Paul Eggert <address@hidden> writes:

> On 12/09/2014 12:57 AM, David Kastrup wrote:
>>
>>> I do it all the time when I'm editing manuals, because I want to check
>>> the output.
>> But that's one manual then, not all the manuals.
>
> Sometimes it's just one Emacs manual, but often enough I'm editing
> multiple manuals.  Plus, even if it's just one manual, Texinfo 5 is
> still waayyy toooo sloooowww.
>
>> Make doc for LilyPond takes over an hour.
>
> That's too bad.  It shouldn't take an hour to check out one's changes
> to the documentation.  That's a sure way to discourage contributions
> to the documentation.

Not really.  For one thing, the normal "make" creates the Info
documentation (and no HTML docs at all) without images.  That catches at
least syntax errors in the text parts, and it's probably half a minute
of the overall compile time.  It's not much of a help for the
translators though since we provide Info only for English.

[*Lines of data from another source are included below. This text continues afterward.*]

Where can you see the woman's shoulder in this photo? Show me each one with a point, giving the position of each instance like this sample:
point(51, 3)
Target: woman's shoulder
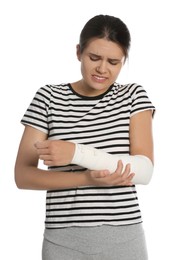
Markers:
point(130, 88)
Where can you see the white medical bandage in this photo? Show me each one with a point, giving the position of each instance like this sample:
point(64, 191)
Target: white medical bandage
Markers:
point(95, 159)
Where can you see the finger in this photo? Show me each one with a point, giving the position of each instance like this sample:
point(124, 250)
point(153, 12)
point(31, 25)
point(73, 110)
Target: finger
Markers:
point(100, 174)
point(43, 144)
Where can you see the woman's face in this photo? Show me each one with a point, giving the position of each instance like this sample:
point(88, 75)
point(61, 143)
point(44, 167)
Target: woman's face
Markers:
point(101, 62)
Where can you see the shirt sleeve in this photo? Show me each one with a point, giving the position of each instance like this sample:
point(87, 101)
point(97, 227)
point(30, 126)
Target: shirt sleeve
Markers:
point(140, 100)
point(37, 113)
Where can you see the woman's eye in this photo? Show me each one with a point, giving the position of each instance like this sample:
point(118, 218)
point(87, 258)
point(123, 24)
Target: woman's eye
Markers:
point(94, 58)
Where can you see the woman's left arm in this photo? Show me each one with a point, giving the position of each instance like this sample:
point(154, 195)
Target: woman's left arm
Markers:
point(141, 137)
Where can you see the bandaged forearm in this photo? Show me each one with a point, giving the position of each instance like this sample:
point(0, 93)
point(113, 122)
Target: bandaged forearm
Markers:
point(96, 159)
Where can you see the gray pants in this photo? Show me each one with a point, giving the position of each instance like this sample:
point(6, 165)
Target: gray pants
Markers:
point(95, 243)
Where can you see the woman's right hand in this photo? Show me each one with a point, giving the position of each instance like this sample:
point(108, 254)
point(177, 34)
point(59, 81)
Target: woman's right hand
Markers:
point(118, 178)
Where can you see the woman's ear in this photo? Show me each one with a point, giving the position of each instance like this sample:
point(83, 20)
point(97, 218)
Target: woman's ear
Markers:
point(78, 52)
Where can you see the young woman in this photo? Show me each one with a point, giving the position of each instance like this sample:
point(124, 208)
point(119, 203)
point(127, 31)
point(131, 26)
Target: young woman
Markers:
point(79, 130)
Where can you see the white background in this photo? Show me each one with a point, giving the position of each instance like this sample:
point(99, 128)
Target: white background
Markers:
point(37, 47)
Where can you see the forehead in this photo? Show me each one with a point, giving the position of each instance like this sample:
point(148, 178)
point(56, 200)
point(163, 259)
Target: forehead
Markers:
point(102, 47)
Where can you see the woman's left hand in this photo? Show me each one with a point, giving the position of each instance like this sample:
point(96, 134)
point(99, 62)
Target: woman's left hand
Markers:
point(55, 152)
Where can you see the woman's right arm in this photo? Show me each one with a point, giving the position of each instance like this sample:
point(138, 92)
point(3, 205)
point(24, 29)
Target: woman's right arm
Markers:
point(29, 176)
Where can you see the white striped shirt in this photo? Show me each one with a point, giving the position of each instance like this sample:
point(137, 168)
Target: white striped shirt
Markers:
point(103, 122)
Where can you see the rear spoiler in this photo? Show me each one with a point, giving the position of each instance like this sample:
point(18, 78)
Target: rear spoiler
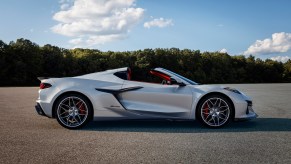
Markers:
point(42, 78)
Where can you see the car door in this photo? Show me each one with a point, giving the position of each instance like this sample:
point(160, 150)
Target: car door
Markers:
point(156, 100)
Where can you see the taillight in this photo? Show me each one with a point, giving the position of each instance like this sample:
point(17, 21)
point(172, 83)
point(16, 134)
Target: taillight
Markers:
point(44, 85)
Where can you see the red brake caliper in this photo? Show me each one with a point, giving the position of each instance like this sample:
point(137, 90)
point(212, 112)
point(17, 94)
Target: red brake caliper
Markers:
point(81, 107)
point(205, 110)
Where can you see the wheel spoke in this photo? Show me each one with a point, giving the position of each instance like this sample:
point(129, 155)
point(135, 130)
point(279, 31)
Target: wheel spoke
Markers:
point(220, 111)
point(67, 113)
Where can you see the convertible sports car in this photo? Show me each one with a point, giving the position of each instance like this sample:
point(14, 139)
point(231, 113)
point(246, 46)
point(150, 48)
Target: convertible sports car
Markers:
point(111, 94)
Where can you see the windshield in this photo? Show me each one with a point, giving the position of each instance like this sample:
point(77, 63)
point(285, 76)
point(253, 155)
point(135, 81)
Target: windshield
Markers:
point(182, 77)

For another, if you create a documentation patch and submit it to our
tracker, it is picked up by the compile farms and tested for building
properly (including full documentation).

And third, the dependencies are done pretty well.  If you change one
source file, only the corresponding Info/HTML/PDF document gets
regenerated, and only changed images (which take the bulk of the time)
are recompiled: a system of hashing makes sure that any changes in the
image source result in a new file name for the file extracted from the
embedded source.

Of course, if you change the LilyPond executable and expect changes in
the docs because of the changes in the executable responsible for
generating the images, you need to run "make doc-clean": an explicit
dependency of everything on the executable would be too painful.

>> Texinfo is a small project. If one is serious about wanting to
>> invest time ("we need to do better" suggests so), it is likely spent
>> quite effectively there. 
>
> Only if we assume that Texinfo is the way to go for the future.  If
> not, our time is spent more effectively elsewhere.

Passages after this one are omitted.